Ecological design issues

Yesterday, at a doctoral exam, we got pretty engaged in a discussion about whether people can "get" designed interpretations of natural landscapes. One committee member even seemed willing to concede the public's inability to see the aesthetic beauty of more natural landscapes. The candidate had been citing Joan Nassauer's work which encouraged visible interventions (like a rectalinear flower planting inside an otherwise natural-looking forest). And I wondered if we should just keep presenting the very ecological design that we could create and help them learn to appreciation it.

It turns out that if were keeping up with my reading I would see a parallel discussion in a recent issue of LA Magazine that looks at one of my favorite examples of ecological design.

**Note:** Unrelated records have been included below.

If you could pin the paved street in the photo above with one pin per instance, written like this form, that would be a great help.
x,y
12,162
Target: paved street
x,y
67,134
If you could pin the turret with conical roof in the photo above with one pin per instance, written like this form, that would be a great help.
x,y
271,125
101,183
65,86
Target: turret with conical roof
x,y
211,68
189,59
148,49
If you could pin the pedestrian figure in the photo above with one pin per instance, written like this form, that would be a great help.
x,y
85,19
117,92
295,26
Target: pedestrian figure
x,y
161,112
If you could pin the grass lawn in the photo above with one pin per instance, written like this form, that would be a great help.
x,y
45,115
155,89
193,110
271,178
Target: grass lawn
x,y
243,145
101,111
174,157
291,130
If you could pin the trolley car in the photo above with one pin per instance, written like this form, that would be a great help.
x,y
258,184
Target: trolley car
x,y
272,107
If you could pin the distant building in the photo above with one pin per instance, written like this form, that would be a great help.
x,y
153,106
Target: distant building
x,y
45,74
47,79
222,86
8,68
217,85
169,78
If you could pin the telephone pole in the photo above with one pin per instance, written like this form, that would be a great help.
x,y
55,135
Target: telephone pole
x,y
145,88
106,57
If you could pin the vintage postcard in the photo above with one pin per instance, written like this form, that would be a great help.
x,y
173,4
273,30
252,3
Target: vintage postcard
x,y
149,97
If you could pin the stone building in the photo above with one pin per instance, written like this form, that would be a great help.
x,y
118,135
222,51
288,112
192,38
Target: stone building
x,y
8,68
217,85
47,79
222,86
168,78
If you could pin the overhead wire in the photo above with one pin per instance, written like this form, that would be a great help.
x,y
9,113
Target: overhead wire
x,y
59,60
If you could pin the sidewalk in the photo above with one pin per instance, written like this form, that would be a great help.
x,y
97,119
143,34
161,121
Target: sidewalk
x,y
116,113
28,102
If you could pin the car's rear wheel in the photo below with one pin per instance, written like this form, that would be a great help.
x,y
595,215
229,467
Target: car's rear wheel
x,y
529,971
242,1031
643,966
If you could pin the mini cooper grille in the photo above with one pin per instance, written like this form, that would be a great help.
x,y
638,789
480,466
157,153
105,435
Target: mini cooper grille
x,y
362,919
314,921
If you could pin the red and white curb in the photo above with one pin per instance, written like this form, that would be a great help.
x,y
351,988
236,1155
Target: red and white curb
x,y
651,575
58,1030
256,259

Crosby Arboretum, in Picayune, Mississippi gets featured as a place where visitors have slowly changed from confused to appreciative. Where the experiences used to be like this:

“Excuse me, can you tell me where the arboretum is?” she asked.

“You are standing in it,” I replied.

Now they are getting visitors who understand the experience and maybe willbe pushing them harder to do exciting things. It isn't just Crosby; the article mentioned Darrel Morrison's Lady Bird Johnson Wildflower Center. Ecological design is changing the way people perceive natural landscape.

1 comment:

Anonymous said...

As Mozingo mentions in her article, we may be at the cusp of ecological designs being just around long enough and visible to now become part of our current visual language. Time will tell.